We use the .sqlfluff found here, the flow should also work other compatible config files (such as tox.ini).

templater = dbt & dummy profiles.yml

When sqlfluff uses templater = dbt, it is actually using the dbt compiler to compile your SQL before sqlfluff lints it. When the dbt compiler, compiles the SQL in your models containing macros like dbt_utils.star(), it needs to connect and query the warehouse to get information about the table and columns referenced in the marco.

But for dbt to connect to a data warehouse, it needs a profiles.yml. It's a bad idea to commit your profiles.yml to your repo since it has sensitive DB credentials, so instead create a dummy profiles.yml in a ./ci_cd/ folder in your dbt repo, for snowflake this will look like:

# -- Snowflake dummy - save this at `./ci_cd/profiles.yml` --
config:
    send_anonymous_usage_stats: False
    use_colors: True

<profile-from-dbt-project.yml>:  # <--- Replace with profile value in your dbt_project.yml!
  target: sqlfluff
  outputs:
    sqlfluff:
      type: snowflake
      account: "{{ env_var('PROFILES_YML_SNOWFLAKE_ACCOUNT') }}"  # <-- Set these environment variables in GitHub Secrets
      user: "{{ env_var('PROFILES_YML_SNOWFLAKE_USER') }}"
      password: "{{ env_var('PROFILES_YML_SNOWFLAKE_PASSWORD') }}"
      role: "{{ env_var('PROFILES_YML_SNOWFLAKE_ROLE') }}"
      database: "{{ env_var('PROFILES_YML_SNOWFLAKE_DATABASE') }}"
      warehouse: "{{ env_var('PROFILES_YML_SNOWFLAKE_WAREHOUSE') }}"
      threads: 1

The credentials set in the dummy profiles.yml use dbt's env_var function to read in environmment variables that you need to set in your repo using GitHub Secrets. These evironment variables are then injected into the virtual machine running the GitHub workflow like:

    # Set environment variables used throughout GitHub workflow
    env:
      DBT_PROFILES_DIR: /home/runner/work/${{ github.event.repository.name }}/${{ github.event.repository.name }}/ci_cd

      # SPECIFY database connection credentials as env vars below.
      # Env var values to be fetched from as GitHub Secrets.
      # HIGHLY recommended you use a unique set of connection credentials for this worklfow alone.
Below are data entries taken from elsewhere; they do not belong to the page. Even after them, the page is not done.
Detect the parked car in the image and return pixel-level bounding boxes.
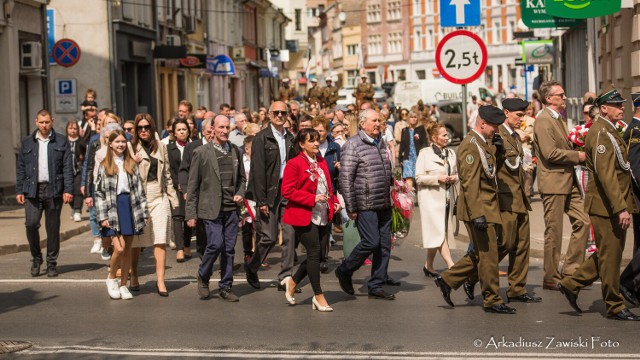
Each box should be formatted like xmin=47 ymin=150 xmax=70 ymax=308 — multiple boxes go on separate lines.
xmin=436 ymin=101 xmax=466 ymax=144
xmin=338 ymin=85 xmax=387 ymax=105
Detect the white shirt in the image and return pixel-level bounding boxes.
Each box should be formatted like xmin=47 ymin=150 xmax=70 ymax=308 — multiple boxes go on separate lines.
xmin=318 ymin=140 xmax=329 ymax=157
xmin=113 ymin=155 xmax=130 ymax=195
xmin=36 ymin=131 xmax=53 ymax=182
xmin=269 ymin=124 xmax=287 ymax=179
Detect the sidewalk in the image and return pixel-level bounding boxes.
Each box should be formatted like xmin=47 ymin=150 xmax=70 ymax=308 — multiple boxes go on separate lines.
xmin=0 ymin=205 xmax=91 ymax=256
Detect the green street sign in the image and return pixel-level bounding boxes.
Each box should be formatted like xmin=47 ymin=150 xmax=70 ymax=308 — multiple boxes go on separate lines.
xmin=520 ymin=0 xmax=584 ymax=29
xmin=545 ymin=0 xmax=622 ymax=19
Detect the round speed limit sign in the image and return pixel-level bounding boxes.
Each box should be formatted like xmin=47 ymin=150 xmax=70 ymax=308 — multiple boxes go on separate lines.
xmin=436 ymin=30 xmax=487 ymax=84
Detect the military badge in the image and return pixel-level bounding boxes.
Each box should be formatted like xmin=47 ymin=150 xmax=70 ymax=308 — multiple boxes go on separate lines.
xmin=467 ymin=155 xmax=473 ymax=165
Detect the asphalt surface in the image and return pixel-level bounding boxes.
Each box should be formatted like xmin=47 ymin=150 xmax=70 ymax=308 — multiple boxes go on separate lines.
xmin=0 ymin=214 xmax=640 ymax=359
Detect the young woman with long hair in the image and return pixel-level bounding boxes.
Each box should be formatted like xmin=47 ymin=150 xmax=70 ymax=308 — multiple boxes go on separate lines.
xmin=95 ymin=130 xmax=149 ymax=300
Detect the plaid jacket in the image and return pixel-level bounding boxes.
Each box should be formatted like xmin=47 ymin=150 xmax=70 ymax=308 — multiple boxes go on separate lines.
xmin=95 ymin=165 xmax=149 ymax=232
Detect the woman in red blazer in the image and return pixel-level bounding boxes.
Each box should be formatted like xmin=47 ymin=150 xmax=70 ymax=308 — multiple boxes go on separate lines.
xmin=282 ymin=129 xmax=340 ymax=312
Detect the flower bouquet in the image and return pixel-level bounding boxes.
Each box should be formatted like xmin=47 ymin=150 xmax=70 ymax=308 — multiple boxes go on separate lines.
xmin=391 ymin=180 xmax=416 ymax=245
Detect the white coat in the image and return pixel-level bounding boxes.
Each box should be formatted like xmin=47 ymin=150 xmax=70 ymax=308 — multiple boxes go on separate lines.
xmin=416 ymin=145 xmax=459 ymax=249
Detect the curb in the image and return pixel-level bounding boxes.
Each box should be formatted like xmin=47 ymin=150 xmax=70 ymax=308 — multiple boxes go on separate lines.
xmin=0 ymin=222 xmax=91 ymax=256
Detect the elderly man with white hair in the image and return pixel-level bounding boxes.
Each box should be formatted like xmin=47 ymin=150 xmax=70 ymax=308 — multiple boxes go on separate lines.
xmin=335 ymin=109 xmax=395 ymax=300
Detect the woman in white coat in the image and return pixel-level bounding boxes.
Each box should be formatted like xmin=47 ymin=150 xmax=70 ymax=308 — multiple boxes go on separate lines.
xmin=416 ymin=122 xmax=458 ymax=277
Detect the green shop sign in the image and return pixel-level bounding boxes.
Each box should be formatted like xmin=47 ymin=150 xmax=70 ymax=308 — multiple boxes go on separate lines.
xmin=545 ymin=0 xmax=622 ymax=19
xmin=520 ymin=0 xmax=584 ymax=29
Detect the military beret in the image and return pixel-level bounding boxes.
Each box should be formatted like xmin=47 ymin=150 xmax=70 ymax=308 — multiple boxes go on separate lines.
xmin=502 ymin=98 xmax=529 ymax=111
xmin=478 ymin=105 xmax=507 ymax=125
xmin=596 ymin=89 xmax=627 ymax=106
xmin=631 ymin=93 xmax=640 ymax=107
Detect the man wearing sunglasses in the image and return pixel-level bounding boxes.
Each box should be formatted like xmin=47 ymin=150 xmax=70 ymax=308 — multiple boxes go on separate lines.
xmin=244 ymin=101 xmax=295 ymax=289
xmin=533 ymin=80 xmax=589 ymax=290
      # IF USING REDSHIFT, workflow will use these in dummy profiles.yml (else, ignored)
      PROFILES_YML_HOST: ${{ secrets.PROFILES_YML_HOST }}
      PROFILES_YML_PORT: ${{ secrets.PROFILES_YML_PORT }}
      PROFILES_YML_USER: ${{ secrets.PROFILES_YML_USER }}
      PROFILES_YML_PASS: ${{ secrets.PROFILES_YML_PASS }}
      PROFILES_YML_DBNAME: ${{ secrets.PROFILES_YML_DBNAME }}
      PROFILES_YML_SCHEMA: ${{ secrets.PROFILES_YML_SCHEMA }}

The exact secrets you need to configure in your Github repo are listed below.

Snowflake:

  • PROFILES_YML_SNOWFLAKE_ACCOUNT
  • PROFILES_YML_SNOWFLAKE_USER
  • PROFILES_YML_SNOWFLAKE_PASSWORD
  • PROFILES_YML_SNOWFLAKE_ROLE
  • PROFILES_YML_SNOWFLAKE_DATABASE
  • PROFILES_YML_SNOWFLAKE_WAREHOUSE

Now that the DB credentials are set in the dummy profiles.yml, the when sqlfluff uses `templater = dbt, it can connect to the warehouse!
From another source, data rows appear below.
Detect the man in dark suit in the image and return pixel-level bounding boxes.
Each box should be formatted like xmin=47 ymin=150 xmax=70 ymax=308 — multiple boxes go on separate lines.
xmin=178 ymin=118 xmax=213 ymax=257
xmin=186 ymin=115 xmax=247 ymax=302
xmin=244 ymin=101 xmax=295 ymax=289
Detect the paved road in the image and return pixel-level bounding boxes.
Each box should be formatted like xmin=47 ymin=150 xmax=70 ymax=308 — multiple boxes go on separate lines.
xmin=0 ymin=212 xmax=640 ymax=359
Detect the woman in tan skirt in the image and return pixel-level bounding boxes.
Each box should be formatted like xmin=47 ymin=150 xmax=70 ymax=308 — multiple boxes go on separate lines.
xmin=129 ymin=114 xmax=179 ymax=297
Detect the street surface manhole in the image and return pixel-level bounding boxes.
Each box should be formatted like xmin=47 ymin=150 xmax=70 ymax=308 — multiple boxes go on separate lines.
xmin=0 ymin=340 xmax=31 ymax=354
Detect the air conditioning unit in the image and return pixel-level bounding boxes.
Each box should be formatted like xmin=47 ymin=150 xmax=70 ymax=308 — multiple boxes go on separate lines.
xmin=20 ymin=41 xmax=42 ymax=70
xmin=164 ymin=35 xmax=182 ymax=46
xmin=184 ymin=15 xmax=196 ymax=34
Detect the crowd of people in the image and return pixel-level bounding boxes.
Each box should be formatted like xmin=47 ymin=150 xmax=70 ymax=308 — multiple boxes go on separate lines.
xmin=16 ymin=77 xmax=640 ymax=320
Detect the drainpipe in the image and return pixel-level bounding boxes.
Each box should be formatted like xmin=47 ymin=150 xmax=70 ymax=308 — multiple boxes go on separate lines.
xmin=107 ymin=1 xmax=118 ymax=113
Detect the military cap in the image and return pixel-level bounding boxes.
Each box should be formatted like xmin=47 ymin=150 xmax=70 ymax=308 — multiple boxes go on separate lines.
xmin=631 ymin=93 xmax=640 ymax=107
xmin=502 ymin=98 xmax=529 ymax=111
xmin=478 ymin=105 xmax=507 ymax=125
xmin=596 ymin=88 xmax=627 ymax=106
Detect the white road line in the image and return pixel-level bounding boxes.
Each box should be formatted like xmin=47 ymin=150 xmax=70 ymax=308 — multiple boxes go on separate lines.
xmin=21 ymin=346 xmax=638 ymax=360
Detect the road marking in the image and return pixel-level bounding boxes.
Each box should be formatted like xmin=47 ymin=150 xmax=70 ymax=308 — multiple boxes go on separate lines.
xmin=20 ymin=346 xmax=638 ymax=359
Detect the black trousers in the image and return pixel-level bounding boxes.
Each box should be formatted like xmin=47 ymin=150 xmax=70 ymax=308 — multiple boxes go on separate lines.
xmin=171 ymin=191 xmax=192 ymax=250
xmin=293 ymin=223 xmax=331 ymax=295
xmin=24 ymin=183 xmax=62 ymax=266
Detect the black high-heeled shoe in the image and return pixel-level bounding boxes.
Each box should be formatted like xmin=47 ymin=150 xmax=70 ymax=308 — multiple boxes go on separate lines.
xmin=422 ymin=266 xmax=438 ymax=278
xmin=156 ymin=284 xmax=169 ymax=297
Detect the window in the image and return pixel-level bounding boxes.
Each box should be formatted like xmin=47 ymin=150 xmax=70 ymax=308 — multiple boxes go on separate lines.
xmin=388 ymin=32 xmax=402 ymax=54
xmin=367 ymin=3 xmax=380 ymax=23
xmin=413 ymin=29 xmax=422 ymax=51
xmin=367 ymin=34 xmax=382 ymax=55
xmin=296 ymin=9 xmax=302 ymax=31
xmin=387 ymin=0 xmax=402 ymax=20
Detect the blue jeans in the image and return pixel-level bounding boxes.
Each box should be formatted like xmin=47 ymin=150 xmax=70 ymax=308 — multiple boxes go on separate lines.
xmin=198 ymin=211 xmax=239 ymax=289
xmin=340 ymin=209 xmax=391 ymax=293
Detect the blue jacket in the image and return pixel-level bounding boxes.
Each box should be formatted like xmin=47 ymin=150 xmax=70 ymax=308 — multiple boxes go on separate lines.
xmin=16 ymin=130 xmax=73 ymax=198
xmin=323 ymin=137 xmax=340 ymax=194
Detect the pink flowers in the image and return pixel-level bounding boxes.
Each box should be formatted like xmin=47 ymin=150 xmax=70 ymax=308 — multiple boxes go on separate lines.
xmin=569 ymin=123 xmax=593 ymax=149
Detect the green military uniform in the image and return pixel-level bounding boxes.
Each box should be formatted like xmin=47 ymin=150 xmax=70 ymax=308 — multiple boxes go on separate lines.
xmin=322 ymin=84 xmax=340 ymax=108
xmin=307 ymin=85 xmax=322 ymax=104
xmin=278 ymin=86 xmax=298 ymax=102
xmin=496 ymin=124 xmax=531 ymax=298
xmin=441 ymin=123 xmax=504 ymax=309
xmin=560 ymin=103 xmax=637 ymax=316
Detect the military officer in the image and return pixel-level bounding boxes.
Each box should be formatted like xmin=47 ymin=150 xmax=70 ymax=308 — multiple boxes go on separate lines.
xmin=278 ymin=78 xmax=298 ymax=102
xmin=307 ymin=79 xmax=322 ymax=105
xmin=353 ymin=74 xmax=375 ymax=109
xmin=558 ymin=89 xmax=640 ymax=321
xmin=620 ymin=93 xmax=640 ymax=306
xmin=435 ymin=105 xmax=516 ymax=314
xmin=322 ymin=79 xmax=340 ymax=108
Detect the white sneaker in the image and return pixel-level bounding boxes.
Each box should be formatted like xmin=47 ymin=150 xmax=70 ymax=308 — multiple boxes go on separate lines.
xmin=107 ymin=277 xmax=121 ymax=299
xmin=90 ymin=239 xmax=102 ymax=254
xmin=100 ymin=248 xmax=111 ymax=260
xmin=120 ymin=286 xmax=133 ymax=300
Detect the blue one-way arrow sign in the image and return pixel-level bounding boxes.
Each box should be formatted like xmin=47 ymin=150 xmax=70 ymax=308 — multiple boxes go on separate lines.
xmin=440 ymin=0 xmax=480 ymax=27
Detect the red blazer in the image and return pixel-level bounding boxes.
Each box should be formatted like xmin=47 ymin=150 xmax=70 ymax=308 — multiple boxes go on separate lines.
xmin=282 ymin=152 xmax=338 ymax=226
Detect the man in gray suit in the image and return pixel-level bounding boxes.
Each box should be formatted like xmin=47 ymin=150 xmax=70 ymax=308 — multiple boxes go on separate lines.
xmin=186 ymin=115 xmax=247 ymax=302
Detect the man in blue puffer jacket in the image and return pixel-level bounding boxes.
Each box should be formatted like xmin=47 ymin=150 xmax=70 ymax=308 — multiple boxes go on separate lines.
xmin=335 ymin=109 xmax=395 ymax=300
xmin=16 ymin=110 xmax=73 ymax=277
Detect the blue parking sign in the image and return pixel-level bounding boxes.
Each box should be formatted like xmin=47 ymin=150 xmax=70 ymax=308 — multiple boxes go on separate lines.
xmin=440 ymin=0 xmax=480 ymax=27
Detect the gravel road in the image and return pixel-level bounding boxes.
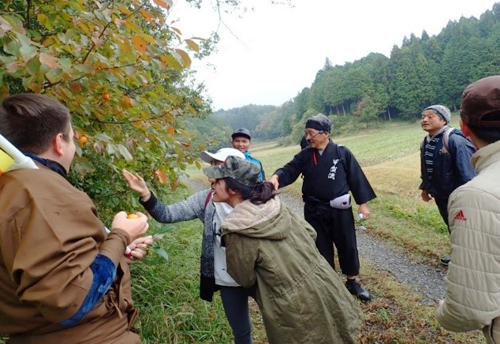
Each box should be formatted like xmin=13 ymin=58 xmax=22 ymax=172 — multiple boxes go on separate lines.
xmin=186 ymin=180 xmax=445 ymax=304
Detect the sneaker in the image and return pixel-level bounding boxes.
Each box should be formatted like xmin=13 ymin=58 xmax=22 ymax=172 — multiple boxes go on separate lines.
xmin=440 ymin=256 xmax=451 ymax=266
xmin=345 ymin=279 xmax=370 ymax=302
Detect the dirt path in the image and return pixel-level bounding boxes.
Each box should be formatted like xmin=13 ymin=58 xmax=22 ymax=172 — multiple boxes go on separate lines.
xmin=186 ymin=180 xmax=445 ymax=304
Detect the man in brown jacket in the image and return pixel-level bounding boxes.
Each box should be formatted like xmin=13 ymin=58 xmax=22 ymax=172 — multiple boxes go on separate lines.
xmin=0 ymin=94 xmax=148 ymax=344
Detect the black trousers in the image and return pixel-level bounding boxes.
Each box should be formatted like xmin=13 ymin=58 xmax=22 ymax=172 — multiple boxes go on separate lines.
xmin=434 ymin=197 xmax=451 ymax=233
xmin=304 ymin=203 xmax=359 ymax=276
Connecting to warehouse via VPN

If your warehouse requires connections to be made via a VPN, you will need the following credentials (ask your IT team about creating these):

  • username (strongly recommend creating user just for this GitHub workflow)
  • password
  • vpn_config.ovpn

You will set these as credentials as GitHub Secrets, which are used in the workflow. In some setups you may not require the first two, in that case, you don't need to set them - and you should comment out the two lines setting them in the workflow yaml file.

  • OVPN_USERNAME
  • OVPN_PASSWORD
  • OVPN_CERT (the contents of your .ovpn file).
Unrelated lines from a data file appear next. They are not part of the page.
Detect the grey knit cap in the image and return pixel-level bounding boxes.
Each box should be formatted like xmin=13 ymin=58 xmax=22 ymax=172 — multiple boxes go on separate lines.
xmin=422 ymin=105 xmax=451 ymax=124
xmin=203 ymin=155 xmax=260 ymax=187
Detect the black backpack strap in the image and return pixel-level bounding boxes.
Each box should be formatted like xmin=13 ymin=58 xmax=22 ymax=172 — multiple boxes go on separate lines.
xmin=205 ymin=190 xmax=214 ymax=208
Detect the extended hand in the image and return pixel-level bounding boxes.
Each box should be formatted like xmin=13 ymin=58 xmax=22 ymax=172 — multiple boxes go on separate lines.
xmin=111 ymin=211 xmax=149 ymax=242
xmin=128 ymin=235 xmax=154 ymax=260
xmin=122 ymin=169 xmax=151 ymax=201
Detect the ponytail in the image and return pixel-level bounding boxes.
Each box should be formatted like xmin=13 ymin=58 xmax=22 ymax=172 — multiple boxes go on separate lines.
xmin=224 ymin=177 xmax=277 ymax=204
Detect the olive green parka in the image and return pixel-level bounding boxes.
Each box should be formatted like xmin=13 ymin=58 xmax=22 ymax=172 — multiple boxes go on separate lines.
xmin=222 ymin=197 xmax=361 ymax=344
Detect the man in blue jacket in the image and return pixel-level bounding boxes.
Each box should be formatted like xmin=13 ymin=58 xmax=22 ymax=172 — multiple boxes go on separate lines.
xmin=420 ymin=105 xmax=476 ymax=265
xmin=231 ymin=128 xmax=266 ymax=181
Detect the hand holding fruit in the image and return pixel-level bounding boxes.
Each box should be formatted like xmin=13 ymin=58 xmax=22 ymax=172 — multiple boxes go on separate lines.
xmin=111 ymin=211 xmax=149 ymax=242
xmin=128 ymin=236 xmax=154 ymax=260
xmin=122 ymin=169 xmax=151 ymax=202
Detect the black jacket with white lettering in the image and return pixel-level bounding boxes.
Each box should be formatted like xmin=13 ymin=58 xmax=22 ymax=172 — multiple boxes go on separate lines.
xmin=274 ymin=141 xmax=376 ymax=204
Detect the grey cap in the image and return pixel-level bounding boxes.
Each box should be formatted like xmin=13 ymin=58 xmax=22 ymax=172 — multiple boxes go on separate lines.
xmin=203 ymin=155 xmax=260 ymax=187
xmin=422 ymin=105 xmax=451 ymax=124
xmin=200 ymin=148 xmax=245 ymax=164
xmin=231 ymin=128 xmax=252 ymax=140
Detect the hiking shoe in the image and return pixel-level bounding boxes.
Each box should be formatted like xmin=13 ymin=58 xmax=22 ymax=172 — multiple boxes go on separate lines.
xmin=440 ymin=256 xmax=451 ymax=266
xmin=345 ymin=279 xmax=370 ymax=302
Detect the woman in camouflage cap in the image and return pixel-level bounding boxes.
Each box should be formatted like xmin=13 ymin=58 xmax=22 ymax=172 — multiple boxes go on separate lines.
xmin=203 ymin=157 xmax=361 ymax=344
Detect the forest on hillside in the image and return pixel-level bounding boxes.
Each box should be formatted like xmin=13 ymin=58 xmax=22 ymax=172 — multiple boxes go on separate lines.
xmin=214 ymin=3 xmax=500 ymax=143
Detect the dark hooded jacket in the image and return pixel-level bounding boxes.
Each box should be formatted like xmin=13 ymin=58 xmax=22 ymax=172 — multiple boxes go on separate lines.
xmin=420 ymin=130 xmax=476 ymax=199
Now the workflow can connect to your warehouse, again, required when sqlfluff uses templater = dbt.

Support for other database types:

  • A similar approach for creating dummy profiles.yml for other databases (e.g., BigQuery, Presto, etc.) should be possible.
  • You will have to modify your dummy profiles.yml to match the format found in your local profiles.yml, typically found at ~/.dbt/profiles.yml. Or see the dbt docs for connection instructions for other database types.
  • Then set the connection credentials as environment variables in your sqlfluff_lint.yml.
  • Store the environment variables values as GitHub Secrets.